Pharmacia Consumer Healthcare, a unit of Pharmacia Corporation, and the American Cancer Society will introduce initiatives to reduce smokers' risk of lung cancer and other smoking-related diseases by helping smokers quit with education, support materials and other resources.
Pharmacia Consumer Healthcare is the maker and marketer of the Nicotrol line of smoking cessation products; the American Cancer Society is the nation's leading voluntary health organization. Together, they hope to have a major impact on how smokers quit and stay quit.
"Teaming up with the American Cancer Society to offer education and tools such as our Nicotrol smoking cessation products strengthens our mission to help smokers break their dependency from tobacco," said Stephen P. MacMillan, Sector Vice President, Global Specialty Operations, Pharmacia Corporation. "Smokers are more likely to succeed in their quit attempt when combining support such as education, counseling and nicotine replacement therapy."

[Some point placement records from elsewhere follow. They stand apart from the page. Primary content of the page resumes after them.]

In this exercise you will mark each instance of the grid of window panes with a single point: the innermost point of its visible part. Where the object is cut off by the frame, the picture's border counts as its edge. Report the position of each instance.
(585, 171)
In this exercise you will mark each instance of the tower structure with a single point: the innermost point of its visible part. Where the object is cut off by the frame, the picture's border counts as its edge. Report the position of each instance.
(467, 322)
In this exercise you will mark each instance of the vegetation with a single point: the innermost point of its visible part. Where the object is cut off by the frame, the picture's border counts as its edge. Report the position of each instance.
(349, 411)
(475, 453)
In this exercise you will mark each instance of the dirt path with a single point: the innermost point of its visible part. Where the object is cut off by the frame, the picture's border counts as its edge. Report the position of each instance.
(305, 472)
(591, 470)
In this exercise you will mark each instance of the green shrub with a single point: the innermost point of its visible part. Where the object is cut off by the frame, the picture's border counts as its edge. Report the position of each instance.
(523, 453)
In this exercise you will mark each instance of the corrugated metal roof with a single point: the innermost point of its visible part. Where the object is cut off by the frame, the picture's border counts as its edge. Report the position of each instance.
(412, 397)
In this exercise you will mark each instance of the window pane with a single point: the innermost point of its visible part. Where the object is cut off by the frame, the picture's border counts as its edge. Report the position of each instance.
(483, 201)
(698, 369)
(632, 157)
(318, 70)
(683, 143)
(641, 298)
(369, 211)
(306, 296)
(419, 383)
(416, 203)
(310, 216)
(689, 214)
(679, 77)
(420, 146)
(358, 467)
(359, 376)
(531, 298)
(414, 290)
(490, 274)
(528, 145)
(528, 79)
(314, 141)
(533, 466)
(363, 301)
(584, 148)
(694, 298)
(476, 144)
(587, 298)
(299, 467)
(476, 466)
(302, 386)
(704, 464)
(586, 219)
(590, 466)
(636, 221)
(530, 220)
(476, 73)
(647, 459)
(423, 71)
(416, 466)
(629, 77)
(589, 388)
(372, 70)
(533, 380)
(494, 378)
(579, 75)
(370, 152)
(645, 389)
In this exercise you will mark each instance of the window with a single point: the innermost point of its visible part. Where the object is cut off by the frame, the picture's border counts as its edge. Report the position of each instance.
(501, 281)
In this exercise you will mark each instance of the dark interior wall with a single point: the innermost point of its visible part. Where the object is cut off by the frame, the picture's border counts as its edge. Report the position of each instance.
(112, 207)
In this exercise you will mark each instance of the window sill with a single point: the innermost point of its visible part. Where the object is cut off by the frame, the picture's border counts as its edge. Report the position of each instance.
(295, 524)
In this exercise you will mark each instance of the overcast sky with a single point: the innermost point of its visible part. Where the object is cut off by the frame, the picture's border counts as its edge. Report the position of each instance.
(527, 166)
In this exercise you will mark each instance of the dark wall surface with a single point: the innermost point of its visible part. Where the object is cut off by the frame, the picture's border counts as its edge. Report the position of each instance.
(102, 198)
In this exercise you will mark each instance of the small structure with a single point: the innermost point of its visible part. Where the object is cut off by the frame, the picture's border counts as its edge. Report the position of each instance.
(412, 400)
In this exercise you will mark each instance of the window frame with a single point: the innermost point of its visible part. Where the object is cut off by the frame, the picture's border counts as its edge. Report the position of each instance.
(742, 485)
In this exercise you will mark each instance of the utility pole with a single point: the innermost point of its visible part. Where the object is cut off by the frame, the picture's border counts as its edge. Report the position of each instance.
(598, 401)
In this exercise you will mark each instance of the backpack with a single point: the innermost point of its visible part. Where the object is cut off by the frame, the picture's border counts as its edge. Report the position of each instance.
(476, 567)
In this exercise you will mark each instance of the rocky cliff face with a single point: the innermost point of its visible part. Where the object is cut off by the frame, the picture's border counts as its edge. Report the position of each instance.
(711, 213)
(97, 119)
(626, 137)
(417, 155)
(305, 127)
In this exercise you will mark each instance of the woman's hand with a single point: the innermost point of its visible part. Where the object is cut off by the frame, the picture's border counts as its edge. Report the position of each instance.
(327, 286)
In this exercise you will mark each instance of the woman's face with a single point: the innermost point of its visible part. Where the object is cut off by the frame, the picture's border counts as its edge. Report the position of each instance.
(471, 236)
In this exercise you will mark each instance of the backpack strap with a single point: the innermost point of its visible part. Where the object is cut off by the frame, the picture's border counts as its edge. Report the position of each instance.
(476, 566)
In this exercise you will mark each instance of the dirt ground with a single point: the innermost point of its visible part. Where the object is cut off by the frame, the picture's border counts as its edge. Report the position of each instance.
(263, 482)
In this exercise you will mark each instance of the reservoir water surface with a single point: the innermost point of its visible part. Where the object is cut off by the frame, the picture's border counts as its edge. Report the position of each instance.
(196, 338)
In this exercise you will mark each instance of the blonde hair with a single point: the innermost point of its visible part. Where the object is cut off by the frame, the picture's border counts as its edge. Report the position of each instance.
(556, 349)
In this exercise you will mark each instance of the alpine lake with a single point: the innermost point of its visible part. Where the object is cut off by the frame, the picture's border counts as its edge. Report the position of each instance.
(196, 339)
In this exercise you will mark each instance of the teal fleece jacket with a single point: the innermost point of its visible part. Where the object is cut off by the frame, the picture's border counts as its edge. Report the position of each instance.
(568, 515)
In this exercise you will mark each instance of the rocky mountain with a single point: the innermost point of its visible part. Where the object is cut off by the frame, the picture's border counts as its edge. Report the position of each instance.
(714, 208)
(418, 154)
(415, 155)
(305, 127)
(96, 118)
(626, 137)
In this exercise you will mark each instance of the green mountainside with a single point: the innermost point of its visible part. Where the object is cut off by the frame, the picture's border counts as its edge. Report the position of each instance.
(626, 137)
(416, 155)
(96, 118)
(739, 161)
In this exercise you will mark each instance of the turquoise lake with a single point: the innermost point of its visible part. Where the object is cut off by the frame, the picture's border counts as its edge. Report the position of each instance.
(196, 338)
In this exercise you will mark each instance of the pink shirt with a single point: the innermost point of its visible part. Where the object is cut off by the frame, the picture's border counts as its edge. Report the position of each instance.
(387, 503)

The multifaceted collaboration includes:
* Licensing and Advertising Agreement
* Sponsorship of the American Cancer Society's Great American Smokeout
* Association with the American Cancer Society's National Cancer Information Center
* Education Collaboration
"Quitting smoking is a difficult process," says H. Fred Mickelson, national volunteer Chair of the American Cancer Society's Board of Directors. "The collaboration with Pharmacia helps the American Cancer Society further its mission in the areas of smoking cessation through awareness building events and by funding resources for smokers making quit attempts."